This is the mail archive of the
gcc-patches@gcc.gnu.org
mailing list for the GCC project.
Re: [PATCH] Modulo-scheduling improvements. Patch 2 of 2. (re-submission)
- From: Ayal Zaks <ZAKS at il dot ibm dot com>
- To: Revital1 Eres <ERES at il dot ibm dot com>
- Cc: abel at ispras dot ru, andrew_pinski at playstation dot sony dot com, dje at watson dot ibm dot com, gcc-patches at gcc dot gnu dot org, Mircea Namolaru <NAMOLARU at il dot ibm dot com>, Zdenek Dvorak <rakdver at kam dot mff dot cuni dot cz>, Trevor_Smigiel at playstation dot sony dot com
- Date: Sun, 26 Aug 2007 02:10:19 +0300
- Subject: Re: [PATCH] Modulo-scheduling improvements. Patch 2 of 2. (re-submission)
Revital1 Eres/Haifa/IBM wrote on 22/08/2007 17:12:42:
> Hello,
>
> Following the last submission -
> http://gcc.gnu.org/ml/gcc-patches/2007-08/msg00943.html; This patch
> includes the comments made by Andrey, Ayal and Zdenek.
>
> Thanks again to Andrey for testing the patch on ia64; reporting no
> new regressions.
>
> This patch was bootstrapped and tested also on PPC and x86_64; with no
> new regressions, and make-check with and without the patch without new
> regressions for the C testsuite on spu.
> OK for mainline?
>
The doloop.c part is ok, having addressed Zdenek's comments (
http://gcc.gnu.org/ml/gcc-patches/2007-08/msg01115.html).
The modulo-sched.c and ddg.c parts are ok, with minor typo's and comments
below.
Andrew/Trevor, is the spu.md part at the bottom ok? Following the earlier
discussion (http://gcc.gnu.org/ml/gcc-patches/2007-06/msg01738.html, we'd
like to move forward as there are dependent patches pending, and we plan to
revisit and free sms's dependence on doloop_condition_get. Revital, please
make a note of it.
Ayal.
> Thanks,
> Revital
>
> 2007-08-22 Mircea Namolaru <namolaru@il.ibm.com>
> Vladimir Yanovsky <yanov@il.ibm.com>
> Revital Eres <eres@il.ibm.com>
> Andrey Belevantsev <abel@ispras.ru>
>
> * config/spu/spu.md: Recognize doloop pattern when -fmodulo-sched
> is set.
> * modulo-sched.c: Add documentation regarding do-loop.

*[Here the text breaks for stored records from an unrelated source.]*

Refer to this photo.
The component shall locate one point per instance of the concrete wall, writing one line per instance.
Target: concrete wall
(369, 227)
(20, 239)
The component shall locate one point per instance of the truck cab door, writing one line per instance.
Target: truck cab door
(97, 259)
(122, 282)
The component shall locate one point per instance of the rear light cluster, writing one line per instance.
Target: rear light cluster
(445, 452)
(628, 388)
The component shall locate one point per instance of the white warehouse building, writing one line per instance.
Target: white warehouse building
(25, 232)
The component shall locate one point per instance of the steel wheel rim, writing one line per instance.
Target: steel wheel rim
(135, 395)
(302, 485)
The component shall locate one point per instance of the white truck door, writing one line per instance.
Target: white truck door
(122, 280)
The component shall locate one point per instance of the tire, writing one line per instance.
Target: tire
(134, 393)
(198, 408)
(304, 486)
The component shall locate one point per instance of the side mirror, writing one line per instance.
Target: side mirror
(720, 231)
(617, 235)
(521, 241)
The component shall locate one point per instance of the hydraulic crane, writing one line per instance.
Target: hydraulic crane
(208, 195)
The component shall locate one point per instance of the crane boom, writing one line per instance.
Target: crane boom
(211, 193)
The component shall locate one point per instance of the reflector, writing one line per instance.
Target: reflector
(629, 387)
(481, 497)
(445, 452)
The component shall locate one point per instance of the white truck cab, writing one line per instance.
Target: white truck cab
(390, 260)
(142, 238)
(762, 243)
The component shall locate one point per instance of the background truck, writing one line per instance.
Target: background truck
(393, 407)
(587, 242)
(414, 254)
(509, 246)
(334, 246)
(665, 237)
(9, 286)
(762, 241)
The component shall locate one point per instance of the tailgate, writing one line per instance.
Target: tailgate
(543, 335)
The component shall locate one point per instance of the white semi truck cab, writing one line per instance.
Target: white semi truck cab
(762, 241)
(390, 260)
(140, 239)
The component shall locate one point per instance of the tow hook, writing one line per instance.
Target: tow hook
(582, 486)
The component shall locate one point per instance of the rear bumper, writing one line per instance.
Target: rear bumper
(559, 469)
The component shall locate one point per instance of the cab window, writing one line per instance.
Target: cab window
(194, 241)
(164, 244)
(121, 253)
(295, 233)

> (doloop_register_get): Change number of argumants to support
^^^^^e^^^
> the new do-loop pattern and check whether COUNT_REG has no other
> occurences in the loop besides in the control part.
> (duplicate_insns_of_cycles): Do not duplicate the insn which
> changes count_reg as it is already adjusted.
> (generate_prolog_epilog): New argument to support the new
> do-loop pattern. Change the subtract instruction to use
> expand_simple_binop. Call duplicate_insns_of_cycles with new
> argument.
> (sms_schedule): Call doloop_register_get and
> generate_prolog_epilog with new argumant. Do not handle loops
^^^^^e^^
> with single sets insns with subreg in their lhs.
> * loop-doloop.c (doloop_optimize): Support for the a do-loop
^^^^^
another
> pattern.
> (doloop_condition_get): Gets an instruction instead of a pattern
> and change the return condition when the do-loop pattern is
> not parallel.
> * ddg.c (create_ddg_dep_from_intra_loop_link): Handle only reg
> deps when considering to not create edges.
>
> * gcc.dg/sms-1.c: New test.
>
> Index: ddg.c
> ===================================================================
> --- ddg.c (revision 127558)
> +++ ddg.c (working copy)
> @@ -176,13 +176,17 @@
> rtx set;
>
> set = single_set (dest_node->insn);
> - if (set)
> + /* TODO: Handle regsiters that REG_P is not true for them, i.e.
^^^is^^^^
> + subregs and special registers. */
> + if (set && REG_P (SET_DEST (set)))
> {
> int regno = REGNO (SET_DEST (set));
> - struct df_ref *first_def =
> - df_bb_regno_first_def_find (g->bb, regno);
> + struct df_ref *first_def;
> struct df_rd_bb_info *bb_info = DF_RD_BB_INFO (g->bb);
>
> + first_def = df_bb_regno_first_def_find (g->bb, regno);
> + gcc_assert (first_def);
> +
> if (bitmap_bit_p (bb_info->gen, first_def->id))
> return;
> }
> Index: modulo-sched.c
> ===================================================================
> --- modulo-sched.c (revision 127558)
> +++ modulo-sched.c (working copy)
> @@ -82,8 +82,21 @@
> perform modulo variable expansion for live ranges that span more
than
> II cycles (i.e. use register copies to prevent a def from
overwriting
> itself before reaching the use).
> -*/
>
> + SMS works with countable loops (1) whose control part can be easily
> + decoupled from the rest of the loop and (2) whose loop count can
> + be easily adjusted. This is because we peel a constant number of
> + iterations into a prologue and epilogue for which we want to avoid
> + emitting the control part, and a kernel which is to iterate that
> + constant number of iterations less than the original loop. So the
> + control part should be a set of insns clearly identified and having
> + its own iv, not otherwise used in the loop (at-least for now), which
> + initializes a register before the loop to the number of iterations.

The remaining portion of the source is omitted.